Russia has come before this Council to say everything but the truth. It has manipulated. It has obfuscated. It has outright lied. So we have learned to measure Russia by its actions not by its words. In the last 48 hours Russia’s actions have spoken volumes. (New York Times, August 29, 2014)

Having grown up in the throes of the Cold War, when Soviet leaders were lying only when their mouths were moving, I have a little pent-up resentment about falsehoods going unchallenged from our side of the Atlantic. The UN was the site of some whoppers, and the home country was not direct in challenging what was plainly contradicted by facts.  We questioned, we disagreed and we objected, but the “L-word” was used sparingly. You don’t call someone a liar without conviction.
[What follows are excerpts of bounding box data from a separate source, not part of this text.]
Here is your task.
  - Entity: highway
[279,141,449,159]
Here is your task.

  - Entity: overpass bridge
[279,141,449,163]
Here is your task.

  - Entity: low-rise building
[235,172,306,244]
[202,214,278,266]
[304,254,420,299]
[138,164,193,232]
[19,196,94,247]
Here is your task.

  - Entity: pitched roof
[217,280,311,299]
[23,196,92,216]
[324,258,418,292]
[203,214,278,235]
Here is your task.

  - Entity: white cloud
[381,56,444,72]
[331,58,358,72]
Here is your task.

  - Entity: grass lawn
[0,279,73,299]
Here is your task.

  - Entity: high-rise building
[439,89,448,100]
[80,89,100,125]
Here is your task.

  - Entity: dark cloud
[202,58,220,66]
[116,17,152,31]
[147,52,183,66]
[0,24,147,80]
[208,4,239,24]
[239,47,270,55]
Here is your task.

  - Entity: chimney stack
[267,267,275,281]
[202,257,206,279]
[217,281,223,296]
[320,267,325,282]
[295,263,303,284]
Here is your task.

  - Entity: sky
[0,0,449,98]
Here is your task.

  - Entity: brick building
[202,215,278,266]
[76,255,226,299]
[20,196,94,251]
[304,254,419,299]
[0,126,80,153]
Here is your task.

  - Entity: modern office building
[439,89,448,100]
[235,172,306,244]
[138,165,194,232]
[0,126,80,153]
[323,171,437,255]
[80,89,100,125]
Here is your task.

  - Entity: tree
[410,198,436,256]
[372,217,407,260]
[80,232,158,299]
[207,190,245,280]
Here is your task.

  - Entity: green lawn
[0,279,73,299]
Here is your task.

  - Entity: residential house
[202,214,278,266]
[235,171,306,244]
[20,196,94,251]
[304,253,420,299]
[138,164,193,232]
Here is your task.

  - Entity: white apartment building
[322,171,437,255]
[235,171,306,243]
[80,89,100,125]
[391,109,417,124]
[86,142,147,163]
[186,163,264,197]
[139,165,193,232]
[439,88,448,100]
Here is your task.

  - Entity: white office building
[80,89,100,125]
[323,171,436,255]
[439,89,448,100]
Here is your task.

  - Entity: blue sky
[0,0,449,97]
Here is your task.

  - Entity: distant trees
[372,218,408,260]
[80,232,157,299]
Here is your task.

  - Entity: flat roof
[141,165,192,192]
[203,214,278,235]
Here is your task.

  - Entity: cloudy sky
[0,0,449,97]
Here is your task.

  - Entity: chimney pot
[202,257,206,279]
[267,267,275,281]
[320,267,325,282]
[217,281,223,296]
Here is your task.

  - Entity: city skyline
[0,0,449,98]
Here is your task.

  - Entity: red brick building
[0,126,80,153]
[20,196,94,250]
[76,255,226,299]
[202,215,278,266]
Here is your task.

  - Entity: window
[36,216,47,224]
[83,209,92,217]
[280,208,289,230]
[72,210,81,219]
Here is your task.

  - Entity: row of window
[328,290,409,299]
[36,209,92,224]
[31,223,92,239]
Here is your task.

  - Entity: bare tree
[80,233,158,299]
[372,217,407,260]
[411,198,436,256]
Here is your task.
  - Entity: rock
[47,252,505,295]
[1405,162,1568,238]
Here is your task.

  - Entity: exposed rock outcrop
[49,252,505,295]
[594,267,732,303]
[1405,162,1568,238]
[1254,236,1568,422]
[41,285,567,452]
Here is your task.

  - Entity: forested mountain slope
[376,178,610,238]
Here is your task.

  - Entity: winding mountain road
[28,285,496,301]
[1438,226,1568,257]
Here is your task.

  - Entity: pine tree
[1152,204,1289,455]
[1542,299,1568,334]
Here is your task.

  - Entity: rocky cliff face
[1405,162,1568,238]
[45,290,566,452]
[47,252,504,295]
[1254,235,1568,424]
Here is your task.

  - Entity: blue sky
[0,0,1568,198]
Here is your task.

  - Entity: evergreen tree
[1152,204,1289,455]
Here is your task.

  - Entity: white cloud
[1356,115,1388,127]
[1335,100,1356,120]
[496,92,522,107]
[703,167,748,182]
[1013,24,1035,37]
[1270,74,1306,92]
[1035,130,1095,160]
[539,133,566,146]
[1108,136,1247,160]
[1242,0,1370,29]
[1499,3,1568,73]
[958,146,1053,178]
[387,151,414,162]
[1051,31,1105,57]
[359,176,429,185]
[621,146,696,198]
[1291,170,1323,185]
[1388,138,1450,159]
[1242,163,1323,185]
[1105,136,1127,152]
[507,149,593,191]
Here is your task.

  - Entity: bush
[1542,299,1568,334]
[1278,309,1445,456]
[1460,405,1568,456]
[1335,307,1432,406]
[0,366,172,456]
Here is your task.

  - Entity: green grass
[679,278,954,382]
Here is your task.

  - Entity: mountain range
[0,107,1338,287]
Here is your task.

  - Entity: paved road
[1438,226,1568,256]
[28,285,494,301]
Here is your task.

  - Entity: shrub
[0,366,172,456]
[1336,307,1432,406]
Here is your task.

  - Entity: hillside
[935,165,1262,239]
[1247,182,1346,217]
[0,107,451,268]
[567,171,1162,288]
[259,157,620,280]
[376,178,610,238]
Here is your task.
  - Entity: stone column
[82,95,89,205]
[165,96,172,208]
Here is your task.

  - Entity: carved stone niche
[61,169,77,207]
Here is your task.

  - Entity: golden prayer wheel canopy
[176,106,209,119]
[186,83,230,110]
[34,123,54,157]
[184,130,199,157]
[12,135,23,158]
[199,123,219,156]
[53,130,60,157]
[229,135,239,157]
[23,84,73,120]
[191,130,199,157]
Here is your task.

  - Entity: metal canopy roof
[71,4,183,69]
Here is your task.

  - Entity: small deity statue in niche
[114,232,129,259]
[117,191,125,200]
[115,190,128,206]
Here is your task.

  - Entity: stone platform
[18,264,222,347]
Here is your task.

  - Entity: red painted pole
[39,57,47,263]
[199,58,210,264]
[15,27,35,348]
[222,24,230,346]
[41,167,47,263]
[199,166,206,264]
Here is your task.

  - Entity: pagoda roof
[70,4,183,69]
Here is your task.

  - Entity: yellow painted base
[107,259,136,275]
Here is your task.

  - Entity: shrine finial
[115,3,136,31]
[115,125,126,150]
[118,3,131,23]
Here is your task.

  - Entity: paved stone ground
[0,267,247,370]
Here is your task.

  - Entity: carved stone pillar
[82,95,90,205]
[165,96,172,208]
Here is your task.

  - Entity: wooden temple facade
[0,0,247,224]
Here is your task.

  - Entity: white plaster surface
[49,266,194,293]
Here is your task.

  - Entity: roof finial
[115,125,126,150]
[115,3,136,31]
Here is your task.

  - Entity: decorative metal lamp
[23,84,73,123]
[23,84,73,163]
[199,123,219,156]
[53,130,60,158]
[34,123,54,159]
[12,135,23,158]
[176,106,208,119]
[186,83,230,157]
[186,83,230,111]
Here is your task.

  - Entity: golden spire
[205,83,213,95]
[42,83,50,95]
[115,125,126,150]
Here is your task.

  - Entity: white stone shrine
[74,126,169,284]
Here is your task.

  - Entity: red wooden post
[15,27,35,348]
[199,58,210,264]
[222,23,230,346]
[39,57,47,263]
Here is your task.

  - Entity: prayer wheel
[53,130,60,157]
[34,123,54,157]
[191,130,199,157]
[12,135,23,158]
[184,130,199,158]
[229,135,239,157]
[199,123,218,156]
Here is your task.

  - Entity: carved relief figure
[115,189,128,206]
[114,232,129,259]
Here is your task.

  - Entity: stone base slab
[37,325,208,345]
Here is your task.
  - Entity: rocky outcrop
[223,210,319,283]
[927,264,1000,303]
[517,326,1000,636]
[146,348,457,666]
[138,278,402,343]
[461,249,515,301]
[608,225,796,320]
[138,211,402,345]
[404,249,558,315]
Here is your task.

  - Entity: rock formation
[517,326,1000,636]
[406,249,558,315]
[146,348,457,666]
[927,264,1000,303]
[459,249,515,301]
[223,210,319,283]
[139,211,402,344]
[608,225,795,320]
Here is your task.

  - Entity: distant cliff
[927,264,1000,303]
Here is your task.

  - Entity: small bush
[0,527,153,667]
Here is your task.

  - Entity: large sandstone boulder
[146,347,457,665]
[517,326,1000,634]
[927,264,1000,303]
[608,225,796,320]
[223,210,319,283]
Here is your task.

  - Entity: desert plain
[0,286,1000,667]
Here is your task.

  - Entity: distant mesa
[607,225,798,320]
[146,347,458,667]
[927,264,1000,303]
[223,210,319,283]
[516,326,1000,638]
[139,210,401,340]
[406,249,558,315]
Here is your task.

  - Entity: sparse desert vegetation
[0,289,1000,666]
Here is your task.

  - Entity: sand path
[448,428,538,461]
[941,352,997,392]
Because “a lie is a false statement with deliberate intent to deceive” (Random House). A lie is not inadvertent or erroneous. It is calculated. So you aren’t equivocating when you call someone “a liar.”  At the same time you are clearing the air of disinformation by flatly contradicting what lingers as a manipulation of the truth. So the accusation of “liar” is needed to set the record straight.

Unlike many other names you can call somebody, this one is productive, because it changes how we see events. There is no residual question of whether Russia is really “peacekeeping” when it sends armored personnel carriers into the Ukraine.  And no question about whether there are good intentions behind providing sophisticated weapons to the separatists in the east. It is military aggression pushing toward war.

So if “Liar!” is accusatory, so be it. Better that than to allow the lie to stand and undermine the facts. No better place to go on record than the United Nations for all the world to hear. If you buy this fellow’s whoppers, then I have some PAC’s on our native soil you can support.

Well done, Ambassador Powers! I wish you had been here in the 1960’s. In those days we called it “propaganda.”